Hendricks County Flyer, Avon, IN

June 22, 2012

Brownsburg AD retires

By Justin Whitaker

— Brownsburg High School Athletics Director Greg Hill announced his retirement via email Thursday.

Hill, a 1970 graduate of BHS himself, had held the position since August 1999. He said he had thoroughly enjoyed his 12 years in the position.

“I had a great run, enjoyed every minute of it, and I’m going to miss it,” Hill said.

A trip with his wife as she filled out retirement paperwork last Monday helped Hill determine that maybe it was his time to hang it up too. He said he had been thinking about retirement over the last couple of months with the principal and superintendant and came up with a conclusion.

“I don’t know how much longer, I feel like I could go longer,” Hill said. “But maybe it’s better to go when you feel like you could go an even longer period of time, than it is to stay too long.”

Leaving on his own terms is the way Hill likes it, as he prepares to welcome the next athletics director.

“We’ll get somebody in here with some fresh ideas and some new enthusiasm,” Hill said. “Whoever they get, they won’t love the Bulldogs any more than I do.”

Brownsburg has won four IHSAA state championships during its school history with half of the titles coming during Hill’s tenure.

 The final moments of the 2008 boys’ basketball state championship game when Gordon Hayward hit a layup at the buzzer for the dramatic 40-39 victory over Marion sticks out for Hill.

“I thought we had it won,” he said. “I thought we lost it and then we won it all in a brief period of time. That will never be forgotten.”

The 35-0 record and state championship of the 2005 baseball team is another highlight for Hill. And it was a comment made by a fan in the parking lot after the Bulldogs beat Evansville North 6-4 at Loeb Stadium in Lafayette that really stuck with Hill.

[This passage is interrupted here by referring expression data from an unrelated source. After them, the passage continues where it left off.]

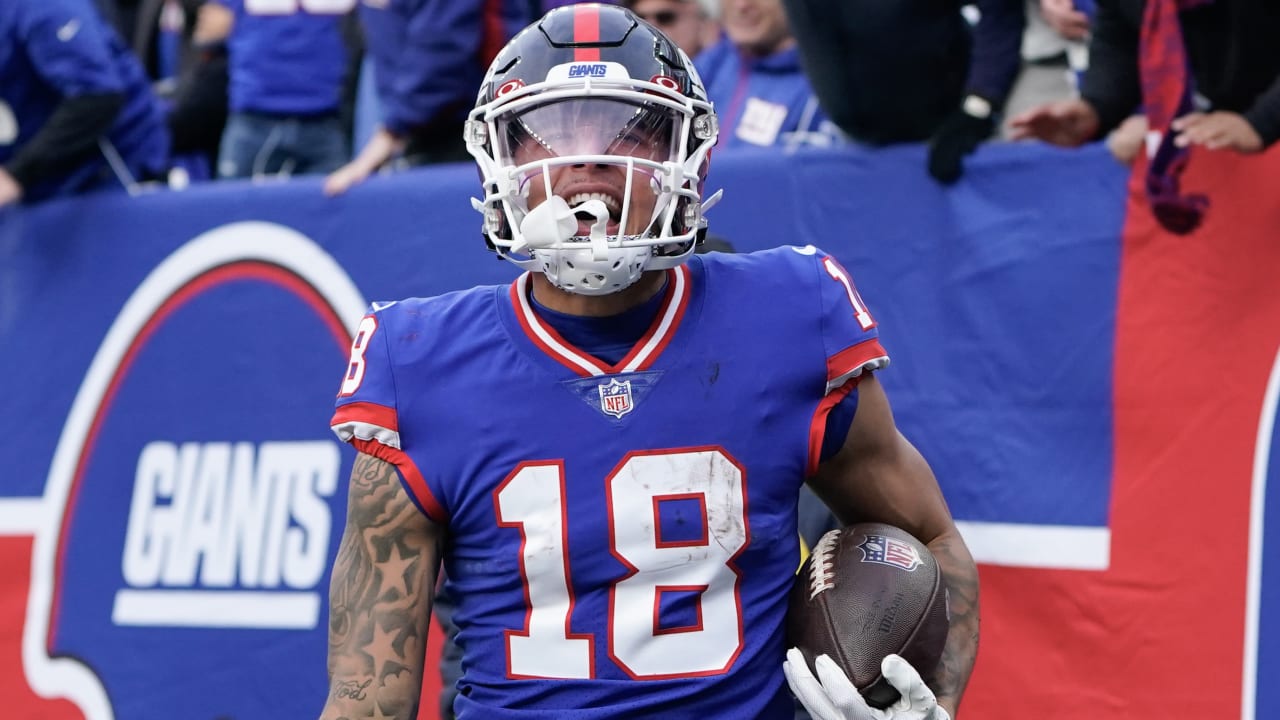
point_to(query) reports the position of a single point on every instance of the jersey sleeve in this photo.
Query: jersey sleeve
(851, 346)
(849, 333)
(366, 413)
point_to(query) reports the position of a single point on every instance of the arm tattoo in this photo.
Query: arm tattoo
(961, 650)
(379, 598)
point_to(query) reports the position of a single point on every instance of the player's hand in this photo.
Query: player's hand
(1217, 131)
(1066, 122)
(344, 177)
(10, 191)
(831, 696)
(1127, 141)
(1063, 17)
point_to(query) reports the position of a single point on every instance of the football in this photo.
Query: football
(868, 591)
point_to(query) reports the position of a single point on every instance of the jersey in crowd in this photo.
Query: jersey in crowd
(622, 538)
(56, 49)
(287, 59)
(762, 101)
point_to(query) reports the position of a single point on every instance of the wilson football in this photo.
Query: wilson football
(868, 591)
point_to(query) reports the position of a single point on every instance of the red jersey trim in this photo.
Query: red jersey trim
(369, 413)
(850, 363)
(818, 427)
(643, 355)
(410, 475)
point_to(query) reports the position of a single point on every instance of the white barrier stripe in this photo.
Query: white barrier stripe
(1063, 547)
(216, 609)
(21, 515)
(1257, 519)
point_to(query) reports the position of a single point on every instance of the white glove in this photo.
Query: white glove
(836, 698)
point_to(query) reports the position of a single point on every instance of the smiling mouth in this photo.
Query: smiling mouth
(586, 219)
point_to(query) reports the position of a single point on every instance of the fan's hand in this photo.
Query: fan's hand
(831, 696)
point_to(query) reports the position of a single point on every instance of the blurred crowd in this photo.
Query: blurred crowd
(152, 94)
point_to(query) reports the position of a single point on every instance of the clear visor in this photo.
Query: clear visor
(590, 126)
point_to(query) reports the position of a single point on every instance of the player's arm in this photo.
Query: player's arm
(878, 475)
(380, 598)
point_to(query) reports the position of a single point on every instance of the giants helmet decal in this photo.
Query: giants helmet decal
(593, 86)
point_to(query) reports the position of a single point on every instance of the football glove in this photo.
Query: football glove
(958, 136)
(831, 696)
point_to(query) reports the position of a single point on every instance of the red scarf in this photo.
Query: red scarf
(1166, 94)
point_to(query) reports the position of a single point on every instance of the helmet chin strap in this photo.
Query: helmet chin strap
(554, 222)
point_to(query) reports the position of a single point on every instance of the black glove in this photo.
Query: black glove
(958, 136)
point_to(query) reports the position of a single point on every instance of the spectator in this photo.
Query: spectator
(429, 57)
(287, 67)
(912, 71)
(755, 82)
(76, 109)
(689, 23)
(1055, 51)
(190, 78)
(1229, 100)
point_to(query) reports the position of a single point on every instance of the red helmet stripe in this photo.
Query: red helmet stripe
(586, 28)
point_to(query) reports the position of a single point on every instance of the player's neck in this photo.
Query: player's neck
(597, 305)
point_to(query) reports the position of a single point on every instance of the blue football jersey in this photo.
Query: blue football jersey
(287, 58)
(622, 537)
(55, 49)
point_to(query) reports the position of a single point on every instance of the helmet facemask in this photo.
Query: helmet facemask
(593, 181)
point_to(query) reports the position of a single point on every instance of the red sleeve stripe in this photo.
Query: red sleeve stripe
(850, 363)
(368, 413)
(410, 475)
(586, 28)
(818, 427)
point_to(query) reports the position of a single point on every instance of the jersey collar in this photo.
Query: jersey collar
(643, 354)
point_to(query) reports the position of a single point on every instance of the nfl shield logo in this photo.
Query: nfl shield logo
(890, 551)
(616, 397)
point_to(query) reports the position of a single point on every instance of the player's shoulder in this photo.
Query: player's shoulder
(782, 263)
(443, 310)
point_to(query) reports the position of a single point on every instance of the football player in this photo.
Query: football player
(607, 452)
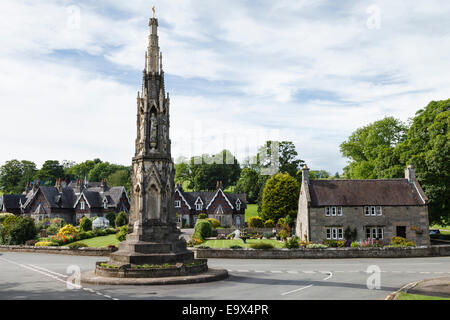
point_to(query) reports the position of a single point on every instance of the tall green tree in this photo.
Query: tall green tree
(427, 147)
(280, 197)
(50, 171)
(371, 150)
(15, 174)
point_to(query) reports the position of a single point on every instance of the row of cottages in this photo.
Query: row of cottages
(376, 209)
(228, 208)
(68, 200)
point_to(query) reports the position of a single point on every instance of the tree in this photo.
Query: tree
(249, 183)
(427, 147)
(286, 160)
(280, 197)
(15, 174)
(121, 177)
(50, 171)
(371, 150)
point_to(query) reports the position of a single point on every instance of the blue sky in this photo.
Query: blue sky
(238, 72)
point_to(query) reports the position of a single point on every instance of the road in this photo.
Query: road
(42, 276)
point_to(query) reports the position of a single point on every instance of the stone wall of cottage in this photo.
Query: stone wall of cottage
(414, 218)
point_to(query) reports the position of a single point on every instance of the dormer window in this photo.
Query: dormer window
(238, 204)
(199, 204)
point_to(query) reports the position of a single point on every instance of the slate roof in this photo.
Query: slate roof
(12, 201)
(207, 196)
(383, 192)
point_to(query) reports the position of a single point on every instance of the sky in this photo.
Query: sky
(238, 73)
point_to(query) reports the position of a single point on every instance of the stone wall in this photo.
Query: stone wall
(330, 253)
(59, 250)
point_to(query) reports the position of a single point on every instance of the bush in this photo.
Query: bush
(111, 216)
(3, 216)
(85, 224)
(99, 232)
(280, 197)
(354, 245)
(68, 230)
(269, 224)
(202, 229)
(77, 245)
(283, 234)
(121, 219)
(193, 242)
(43, 244)
(122, 234)
(316, 246)
(261, 246)
(255, 222)
(17, 230)
(268, 235)
(214, 222)
(292, 243)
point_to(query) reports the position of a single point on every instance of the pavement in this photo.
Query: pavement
(25, 276)
(439, 287)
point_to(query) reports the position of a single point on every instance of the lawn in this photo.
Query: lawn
(228, 243)
(252, 210)
(100, 242)
(408, 296)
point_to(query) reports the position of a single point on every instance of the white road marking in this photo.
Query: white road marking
(303, 288)
(50, 275)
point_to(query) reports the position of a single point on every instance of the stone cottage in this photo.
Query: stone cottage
(228, 208)
(376, 209)
(69, 200)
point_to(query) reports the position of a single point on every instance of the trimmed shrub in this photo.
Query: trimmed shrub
(316, 246)
(17, 230)
(85, 224)
(214, 222)
(292, 243)
(122, 234)
(255, 222)
(43, 244)
(261, 246)
(111, 216)
(77, 245)
(67, 230)
(269, 224)
(202, 229)
(121, 219)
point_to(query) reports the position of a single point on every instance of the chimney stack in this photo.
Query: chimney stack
(305, 174)
(410, 173)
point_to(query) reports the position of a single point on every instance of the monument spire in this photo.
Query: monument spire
(153, 46)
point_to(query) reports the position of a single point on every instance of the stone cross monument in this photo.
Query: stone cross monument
(153, 235)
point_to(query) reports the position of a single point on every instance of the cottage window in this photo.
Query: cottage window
(379, 212)
(333, 211)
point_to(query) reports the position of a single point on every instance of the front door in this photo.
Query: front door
(401, 231)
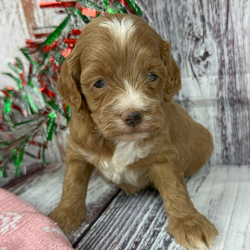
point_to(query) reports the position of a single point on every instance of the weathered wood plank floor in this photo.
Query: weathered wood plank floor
(221, 193)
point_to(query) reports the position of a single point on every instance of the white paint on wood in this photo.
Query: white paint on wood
(139, 222)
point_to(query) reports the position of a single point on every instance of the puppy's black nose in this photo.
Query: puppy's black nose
(133, 118)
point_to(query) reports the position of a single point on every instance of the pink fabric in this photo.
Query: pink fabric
(23, 227)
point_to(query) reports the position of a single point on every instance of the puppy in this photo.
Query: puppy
(120, 79)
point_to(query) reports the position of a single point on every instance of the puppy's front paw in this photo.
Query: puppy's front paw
(68, 219)
(193, 231)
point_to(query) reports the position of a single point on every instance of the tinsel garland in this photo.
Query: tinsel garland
(34, 106)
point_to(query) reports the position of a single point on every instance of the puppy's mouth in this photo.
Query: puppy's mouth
(132, 136)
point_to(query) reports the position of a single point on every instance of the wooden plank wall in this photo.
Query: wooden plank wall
(211, 44)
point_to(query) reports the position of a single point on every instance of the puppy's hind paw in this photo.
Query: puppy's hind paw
(193, 231)
(68, 219)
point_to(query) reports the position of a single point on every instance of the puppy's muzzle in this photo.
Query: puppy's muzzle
(132, 119)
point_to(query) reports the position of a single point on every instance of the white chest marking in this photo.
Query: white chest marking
(126, 153)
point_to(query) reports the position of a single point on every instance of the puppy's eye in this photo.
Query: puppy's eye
(99, 84)
(152, 77)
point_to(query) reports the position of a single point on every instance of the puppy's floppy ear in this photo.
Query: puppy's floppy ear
(68, 84)
(173, 84)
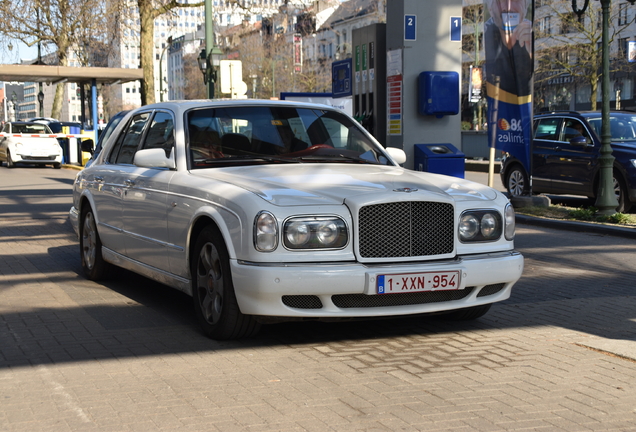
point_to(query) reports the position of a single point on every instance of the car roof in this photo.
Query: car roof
(581, 113)
(185, 105)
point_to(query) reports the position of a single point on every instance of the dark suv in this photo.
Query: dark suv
(566, 151)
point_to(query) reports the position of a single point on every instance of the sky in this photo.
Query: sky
(20, 51)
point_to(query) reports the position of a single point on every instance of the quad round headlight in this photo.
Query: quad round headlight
(480, 225)
(315, 232)
(509, 214)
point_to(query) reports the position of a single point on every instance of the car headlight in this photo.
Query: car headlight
(480, 225)
(315, 232)
(265, 232)
(509, 215)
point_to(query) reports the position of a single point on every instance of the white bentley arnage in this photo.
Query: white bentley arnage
(266, 211)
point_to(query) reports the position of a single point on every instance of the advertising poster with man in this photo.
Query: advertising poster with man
(509, 46)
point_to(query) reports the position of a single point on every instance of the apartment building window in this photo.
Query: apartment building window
(545, 26)
(622, 47)
(567, 23)
(622, 14)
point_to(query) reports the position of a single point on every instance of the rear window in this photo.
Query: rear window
(547, 129)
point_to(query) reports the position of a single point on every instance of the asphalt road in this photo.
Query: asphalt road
(126, 354)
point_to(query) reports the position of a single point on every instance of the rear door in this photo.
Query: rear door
(144, 202)
(545, 146)
(573, 166)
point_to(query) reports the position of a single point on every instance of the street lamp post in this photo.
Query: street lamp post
(606, 202)
(161, 68)
(209, 64)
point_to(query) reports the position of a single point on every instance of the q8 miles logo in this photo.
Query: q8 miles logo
(513, 125)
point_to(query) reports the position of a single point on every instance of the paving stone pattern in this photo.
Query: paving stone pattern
(126, 355)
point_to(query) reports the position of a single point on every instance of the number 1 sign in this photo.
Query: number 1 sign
(456, 29)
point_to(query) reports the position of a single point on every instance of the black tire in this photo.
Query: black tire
(517, 182)
(215, 304)
(10, 163)
(93, 263)
(467, 314)
(621, 193)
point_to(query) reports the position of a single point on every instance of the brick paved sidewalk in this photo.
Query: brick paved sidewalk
(127, 355)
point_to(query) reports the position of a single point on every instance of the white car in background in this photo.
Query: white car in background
(269, 211)
(30, 143)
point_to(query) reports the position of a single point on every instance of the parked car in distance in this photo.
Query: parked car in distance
(29, 143)
(268, 211)
(565, 160)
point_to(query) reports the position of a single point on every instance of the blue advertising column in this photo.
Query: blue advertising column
(421, 36)
(508, 40)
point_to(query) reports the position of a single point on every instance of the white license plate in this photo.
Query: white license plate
(418, 282)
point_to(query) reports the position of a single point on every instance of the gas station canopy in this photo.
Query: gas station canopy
(57, 74)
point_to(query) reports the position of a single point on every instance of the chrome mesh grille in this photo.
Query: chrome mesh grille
(406, 229)
(491, 289)
(302, 302)
(384, 300)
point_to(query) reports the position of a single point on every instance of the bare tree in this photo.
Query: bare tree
(569, 49)
(56, 25)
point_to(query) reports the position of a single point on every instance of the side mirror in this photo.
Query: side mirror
(154, 158)
(88, 146)
(580, 141)
(396, 154)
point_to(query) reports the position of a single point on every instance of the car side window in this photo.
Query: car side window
(160, 133)
(573, 128)
(548, 129)
(126, 147)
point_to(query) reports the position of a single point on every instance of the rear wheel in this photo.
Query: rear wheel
(93, 263)
(620, 191)
(215, 304)
(467, 314)
(517, 182)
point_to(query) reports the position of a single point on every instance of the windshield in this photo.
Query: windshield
(622, 126)
(30, 128)
(226, 136)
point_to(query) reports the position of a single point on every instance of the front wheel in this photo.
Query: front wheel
(215, 304)
(93, 263)
(517, 182)
(10, 163)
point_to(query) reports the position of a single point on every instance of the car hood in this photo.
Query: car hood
(322, 184)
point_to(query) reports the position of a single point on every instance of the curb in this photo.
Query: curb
(578, 226)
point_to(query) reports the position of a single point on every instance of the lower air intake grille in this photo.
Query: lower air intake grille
(385, 300)
(406, 229)
(302, 302)
(491, 289)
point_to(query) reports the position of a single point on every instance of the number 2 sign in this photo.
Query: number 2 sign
(410, 27)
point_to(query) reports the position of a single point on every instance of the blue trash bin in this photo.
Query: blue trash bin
(440, 159)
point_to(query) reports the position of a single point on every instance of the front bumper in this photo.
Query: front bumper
(44, 160)
(331, 290)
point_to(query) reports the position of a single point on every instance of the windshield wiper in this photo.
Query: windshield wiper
(250, 158)
(338, 157)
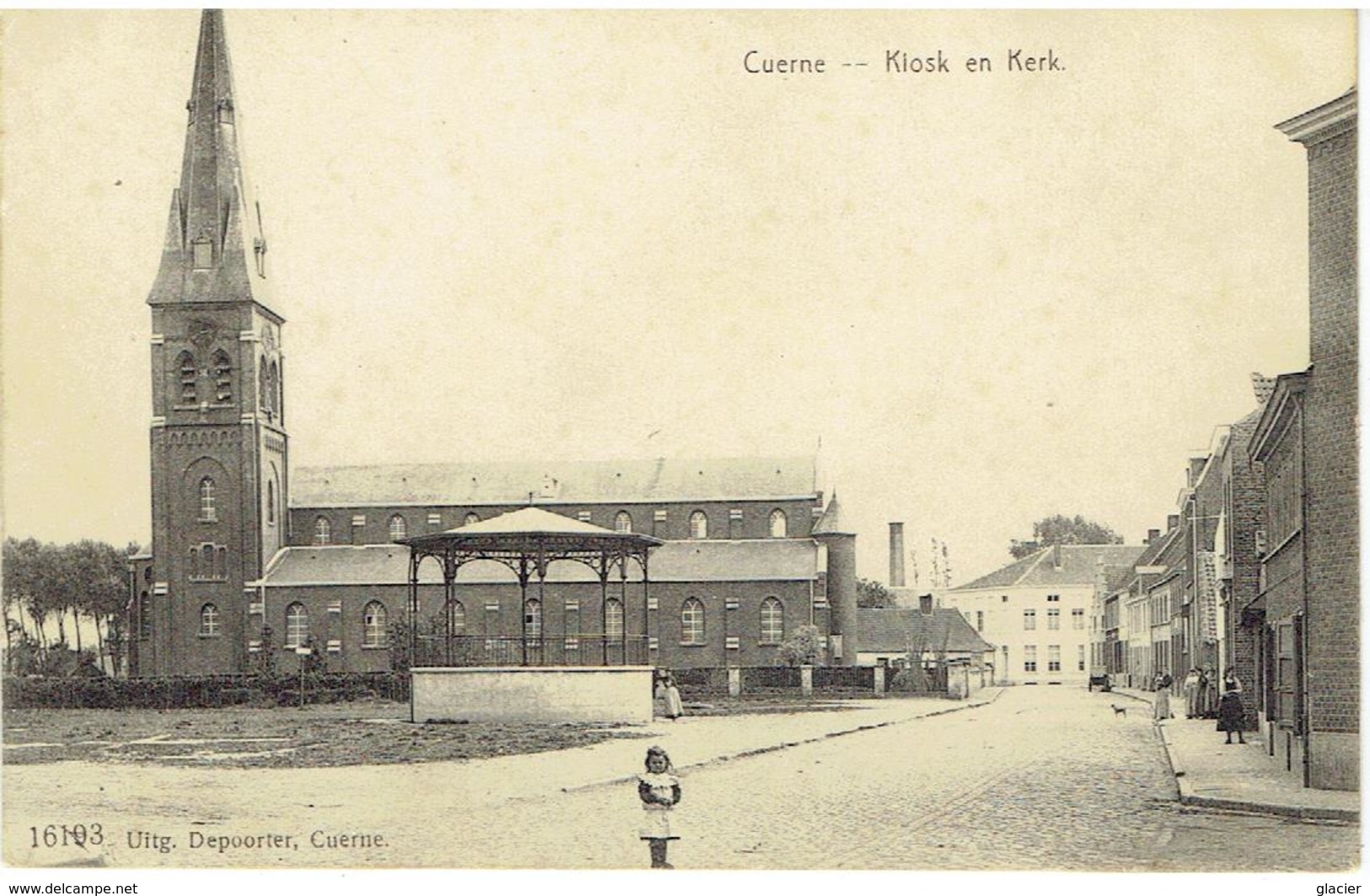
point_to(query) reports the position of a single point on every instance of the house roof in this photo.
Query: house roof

“Some fan came up to me, not a Brownsburg fan, just someone just there to watch baseball and he said, ‘You guys were lucky to win that one.’ Because we had made a couple errors in the seventh inning to tighten it up a little bit,” Hill said. “I turned around and looked at him and said, ‘When you’re 35-0, it isn’t luck. You’re pretty good.’”

The talent crop during Hill’s tenure at Brownsburg has been exceptional with eventual athletes in the MLB, NBA, and MLS all in school at the same time.

 “It’s kind of hard to believe that at one point in the school building we had Lance Lynn, Drew Storen, Hayward, and Chris Estridge,” Hill said.

A conversation with parents had to change over the years with the success of the student athletes.

“I usually started the conversation with ‘Your kids need to enjoy this high school experience, they are not going to make a living at this’ and I have had to modify my parent speech a little bit so that they understand that it is possible,” Hill said. “It is still more likely that they are just going to be a high school player. But there is still a chance that they can play at the college level.”

With close to 200 former Bulldogs continuing their athletic careers in college, Hill has enjoyed seeing that progression.

“That’s different than when I first came and it’s certainly different than it was for Brownsburg 15 or 20 years ago or back in the dark ages when I graduated from Brownsburg back in 1970,” Hill said.

The high school athletes who go to college without playing sports and become doctors, dentists, ministers, business executives, and so forth are an important part of the process for Hill.

“I get as much enjoyment when we have a kid graduate from college who was a high school athlete that goes on to be a professional in another industry,” he said. “Those kids will tell you that things they learned playing high school sports helped give them the drive and confidence to succeed in other areas.”

As Hill heads into retirement, he said he would still be around at the games and just had one wish.

“They better let me in the games for free,” he joked.